Pfizer executives say that the 22.6 percent increase in sales of the company’s products to Florida last year is similar to sales increases in other states and is not tied to the disease management services it is providing.
About 13,000 Florida Medicaid patients who suffer from asthma, diabetes, hypertension or heart failure are participating in Pfizer’s program. The company reviewed past Medicaid claims to identify patients who were at the highest risk of being hospitalized. A network of 60 case workers, who are attached to local hospitals, contacted those patients, urging them to join the program. The case workers then regularly talk to participants about how to better manage their condition.
Larry J. Brown, a 44-year-old Gainesville resident who suffers from diabetes, said he had lost about 80 pounds since beginning Pfizer’s program last year. “They’ll make sure you get your medicine on time and everything,” he said. “I feel a thousand times better.”
Gov. Jeb Bush and Henry A. McKinnell, Pfizer’s chief executive, agreed that the drug maker could provide the program in private discussions that began in 2000, according to Pfizer executives.
Pfizer has been a major supporter of the governor, contributing at least $120,000 to the state Republican party during Governor Bush’s recent re-election campaign – an amount far greater than its contributions to the state party in two earlier elections.
Pfizer says it is talking to other states, including New York, where Gov. George E. Pataki has proposed the creation of a list of preferred Medicaid drugs, similar to Florida’s.
William Van Slyke, a spokesman for the New York State Department of Health, said that several pharmaceutical companies had offered disease management services to the state. “It is something we’re looking into,” he said.

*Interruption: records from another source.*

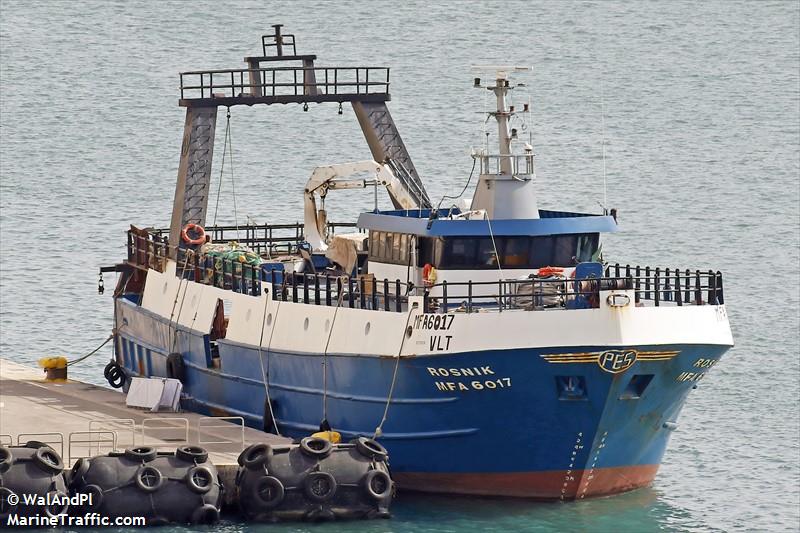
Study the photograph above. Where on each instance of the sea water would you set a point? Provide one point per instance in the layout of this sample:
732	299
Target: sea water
697	103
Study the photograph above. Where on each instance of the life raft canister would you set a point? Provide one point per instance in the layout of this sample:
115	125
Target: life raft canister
429	274
195	228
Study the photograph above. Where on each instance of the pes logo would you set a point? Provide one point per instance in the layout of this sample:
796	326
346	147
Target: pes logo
616	361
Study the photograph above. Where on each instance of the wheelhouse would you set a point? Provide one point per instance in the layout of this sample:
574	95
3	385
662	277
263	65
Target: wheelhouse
402	244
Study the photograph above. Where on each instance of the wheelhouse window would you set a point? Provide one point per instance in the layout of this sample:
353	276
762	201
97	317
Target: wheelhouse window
461	253
389	247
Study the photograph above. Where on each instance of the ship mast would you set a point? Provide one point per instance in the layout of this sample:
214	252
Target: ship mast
505	188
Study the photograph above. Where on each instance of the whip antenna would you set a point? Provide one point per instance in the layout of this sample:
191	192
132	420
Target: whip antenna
603	137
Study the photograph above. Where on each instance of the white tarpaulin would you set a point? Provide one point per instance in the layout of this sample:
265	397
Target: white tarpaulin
156	394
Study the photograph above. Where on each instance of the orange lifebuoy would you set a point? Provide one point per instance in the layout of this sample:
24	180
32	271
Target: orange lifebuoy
429	274
197	228
550	271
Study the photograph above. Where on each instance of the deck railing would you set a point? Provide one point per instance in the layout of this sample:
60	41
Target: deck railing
279	82
651	286
264	239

Medicaid officials in New Jersey and Connecticut also said they were talking to drug companies about the programs. “The manufacturers have all said that we could control costs without a preferred drug list if we implemented an intensive disease management program,” said Michael P. Starkowski, deputy commissioner at the Department of Social Services in Connecticut.
Eli Lilly and other drug companies are offering the services at no cost to some states to show government officials just how much money they could save.

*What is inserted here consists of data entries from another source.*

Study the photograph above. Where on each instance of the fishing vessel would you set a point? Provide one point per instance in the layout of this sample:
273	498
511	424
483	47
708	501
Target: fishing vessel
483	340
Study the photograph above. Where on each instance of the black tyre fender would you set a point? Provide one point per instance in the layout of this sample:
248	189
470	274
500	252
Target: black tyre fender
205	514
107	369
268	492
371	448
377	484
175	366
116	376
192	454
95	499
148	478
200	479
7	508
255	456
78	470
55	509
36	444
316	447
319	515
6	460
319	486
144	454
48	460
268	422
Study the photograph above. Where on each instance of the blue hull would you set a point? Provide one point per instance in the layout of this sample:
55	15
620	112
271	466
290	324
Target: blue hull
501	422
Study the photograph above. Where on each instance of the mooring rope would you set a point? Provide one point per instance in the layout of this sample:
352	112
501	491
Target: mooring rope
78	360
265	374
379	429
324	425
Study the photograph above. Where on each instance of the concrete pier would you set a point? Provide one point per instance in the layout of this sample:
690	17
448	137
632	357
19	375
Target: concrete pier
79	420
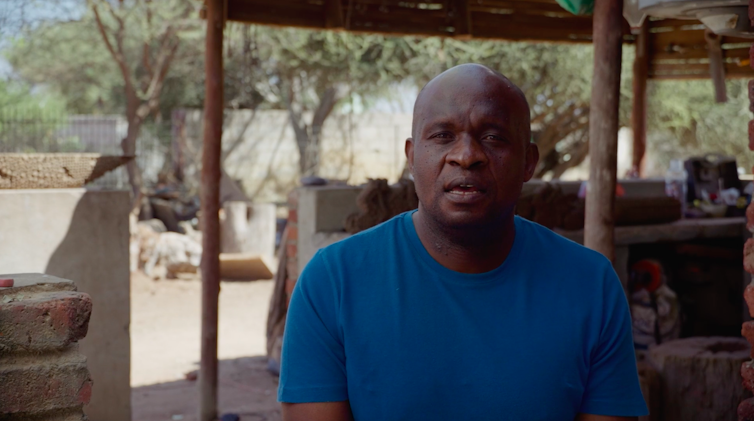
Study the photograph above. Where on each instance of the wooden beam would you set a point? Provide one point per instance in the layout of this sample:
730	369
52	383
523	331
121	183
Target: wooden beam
639	106
599	225
333	14
210	207
716	65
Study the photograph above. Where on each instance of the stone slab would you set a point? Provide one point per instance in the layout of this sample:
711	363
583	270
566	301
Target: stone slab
82	236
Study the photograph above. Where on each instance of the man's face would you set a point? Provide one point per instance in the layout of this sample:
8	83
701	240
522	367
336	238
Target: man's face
471	152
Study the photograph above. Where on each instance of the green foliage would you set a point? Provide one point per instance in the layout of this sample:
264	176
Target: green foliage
294	69
684	120
71	59
29	122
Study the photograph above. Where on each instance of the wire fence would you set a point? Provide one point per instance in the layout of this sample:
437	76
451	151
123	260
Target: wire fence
37	131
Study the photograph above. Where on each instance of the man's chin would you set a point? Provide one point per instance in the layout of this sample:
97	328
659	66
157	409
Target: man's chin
456	217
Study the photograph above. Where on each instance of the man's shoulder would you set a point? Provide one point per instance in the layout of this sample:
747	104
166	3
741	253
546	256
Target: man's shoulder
375	239
551	246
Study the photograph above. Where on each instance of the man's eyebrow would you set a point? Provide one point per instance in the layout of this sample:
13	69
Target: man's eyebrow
505	128
437	125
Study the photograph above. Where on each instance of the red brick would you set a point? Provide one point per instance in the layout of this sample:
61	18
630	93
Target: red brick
291	267
746	410
292	231
44	321
52	382
747	375
747	331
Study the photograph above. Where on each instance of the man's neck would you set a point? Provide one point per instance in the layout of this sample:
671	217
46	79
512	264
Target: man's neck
466	250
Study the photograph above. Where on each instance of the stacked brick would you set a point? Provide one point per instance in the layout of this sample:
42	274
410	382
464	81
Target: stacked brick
746	408
43	376
291	244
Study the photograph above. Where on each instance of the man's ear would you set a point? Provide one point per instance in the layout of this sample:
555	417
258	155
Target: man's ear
410	154
532	159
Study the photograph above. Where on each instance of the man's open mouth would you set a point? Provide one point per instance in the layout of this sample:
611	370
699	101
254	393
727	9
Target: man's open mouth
465	190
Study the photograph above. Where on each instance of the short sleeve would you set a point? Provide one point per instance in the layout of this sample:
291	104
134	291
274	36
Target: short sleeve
313	358
613	381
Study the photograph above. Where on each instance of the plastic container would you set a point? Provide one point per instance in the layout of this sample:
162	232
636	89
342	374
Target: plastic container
675	182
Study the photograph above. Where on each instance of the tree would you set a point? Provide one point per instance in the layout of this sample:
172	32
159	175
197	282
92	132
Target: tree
307	73
158	24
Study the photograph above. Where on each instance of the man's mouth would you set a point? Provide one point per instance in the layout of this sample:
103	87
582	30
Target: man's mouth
465	190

“We want to be part of a solution,” said Tarra D. Ryker, a spokeswoman for Lilly.
Lilly, which is based in Indianapolis, is spending nearly $1 million in Colorado for programs for patients with diabetes and schizophrenia, two conditions that its products treat. The drug company is also paying for a program for 200 diabetes patients in Arkansas. It says it will not disclose the cost of that program until this fall when it plans to reveal how much money it saved.
But some who have studied the programs are skeptical.
In a review of Florida’s program by the Henry J. Kaiser Family Foundation, analysts noted that the drug company programs created a potential conflict of interest.
“If a competitor’s product is proven to be more effective than that of the manufacturer running the disease management program, will patients receive the most effective product if it drives market share away from the disease management sponsor’s product?” the report asked.
And Dr. Thomas Bodenheimer, a professor at the University of California at San Francisco, said the drug makers had so far not been able to prove that their programs saved money. The companies have been offering the programs, mostly to health insurers, since the mid-1990’s.
Dr. Bodenheimer said that some well-designed disease management programs offered by other sponsors had been shown to save money, especially for patients with congestive heart failure or asthma. But so far, he said, the drug companies have not been able to prove their savings by doing a statistically valid analysis.
“It is like money down a rat hole,” he said.